The effects of dopamine in the striatum can be fine-tuned by other neuromodulators, which may themselves exert different effects on different neuronal populations. Indeed, Brimblecombe and Cragg have discovered that substance P (SP) exerts different effects on dopamine release in two compartments of the striatum: striosomes and the surrounding matrix. These striatal compartments are defined by differential expression of numerous proteins that are involved in regulating neuronal activity. The compartments also have different connection patterns; while striosome MSNs primarily form circuits with limbic-related areas of cortex and thalamus, matrix MSNs are primarily connected to sensorimotor areas. In addition, striosomes house MSNs that project to the SNc, potentially enabling them to regulate the activity of dopaminergic neurons.

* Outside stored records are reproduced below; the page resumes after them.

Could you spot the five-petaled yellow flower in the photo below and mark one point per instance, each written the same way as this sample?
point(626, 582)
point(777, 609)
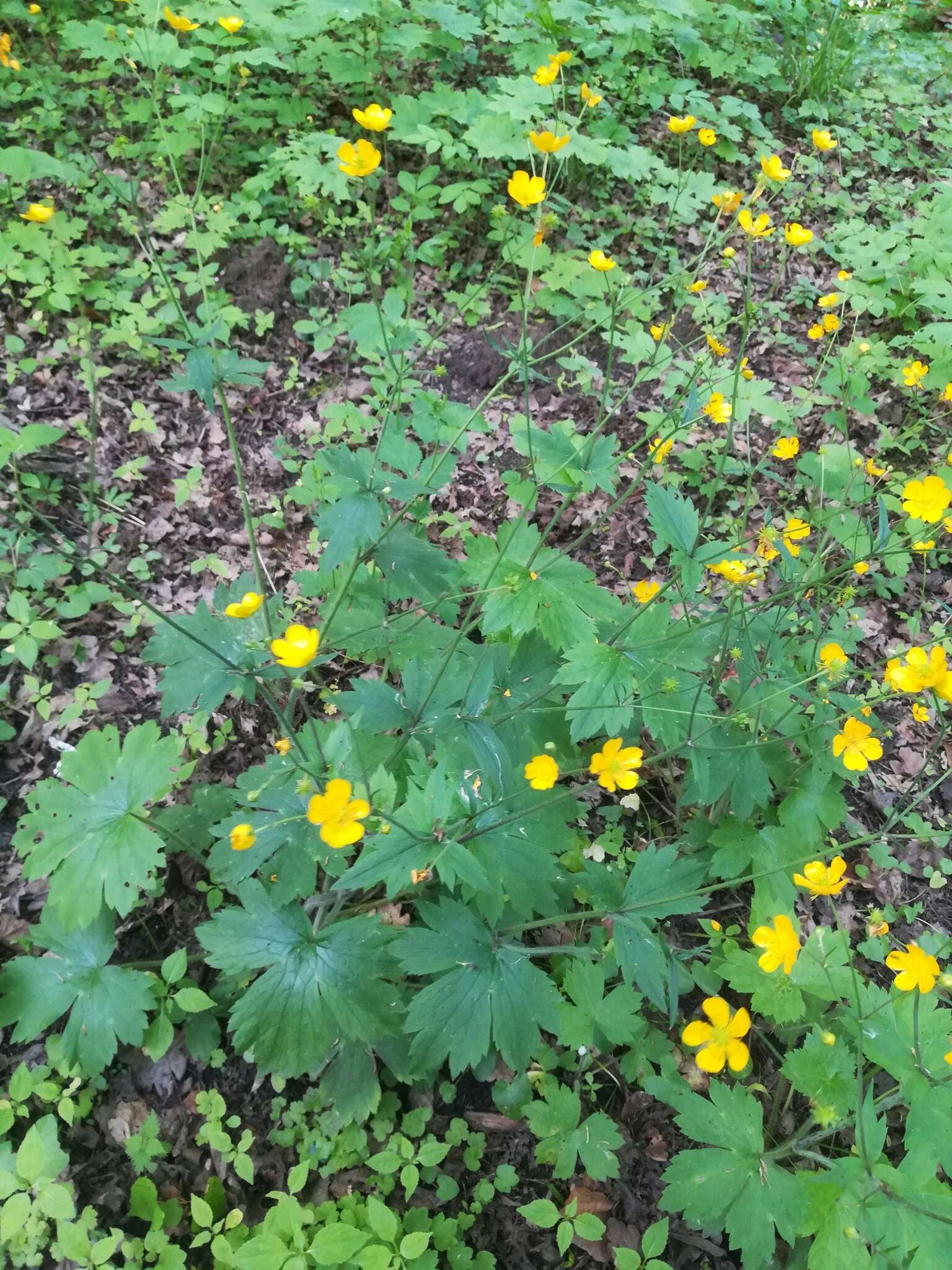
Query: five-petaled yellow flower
point(914, 374)
point(599, 260)
point(926, 499)
point(735, 572)
point(375, 117)
point(615, 766)
point(298, 647)
point(645, 591)
point(338, 814)
point(359, 158)
point(729, 201)
point(547, 74)
point(756, 226)
point(716, 409)
point(833, 658)
point(526, 190)
point(178, 22)
point(772, 167)
point(720, 1038)
point(914, 968)
point(856, 746)
point(822, 879)
point(796, 235)
point(781, 943)
point(245, 607)
point(242, 837)
point(38, 213)
point(542, 773)
point(659, 450)
point(549, 143)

Brimblecombe and Cragg found that in striosomes, SP increased the amount of dopamine release evoked by electrical stimulation. In contrast, SP decreased evoked dopamine release at striosome/matrix boundaries, an area populated largely by cholinergic and GABAergic interneurons. SP had no effect on dopamine release in the matrix, however. As a result of these compartment-specific effects, SP changed the relative levels of dopamine release across the striatum. In the absence of SP, evoked dopamine release was lowest in striosomes and highest in the matrix. In the presence of SP, dopamine release levels were similar in striosome and matrix, but lower at boundaries.
What impact these differential effects of SP have on striatal function is difficult to guess. In fact, although the differences in protein expression, connectivity, and neuromodulatory effects strongly suggest that striosome and matrix MSNs have distinct functions, what precisely these functions are remains a mystery. Elucidating these functions will likely be necessary before we can fully understand how the basal ganglia help drive behavioral choices.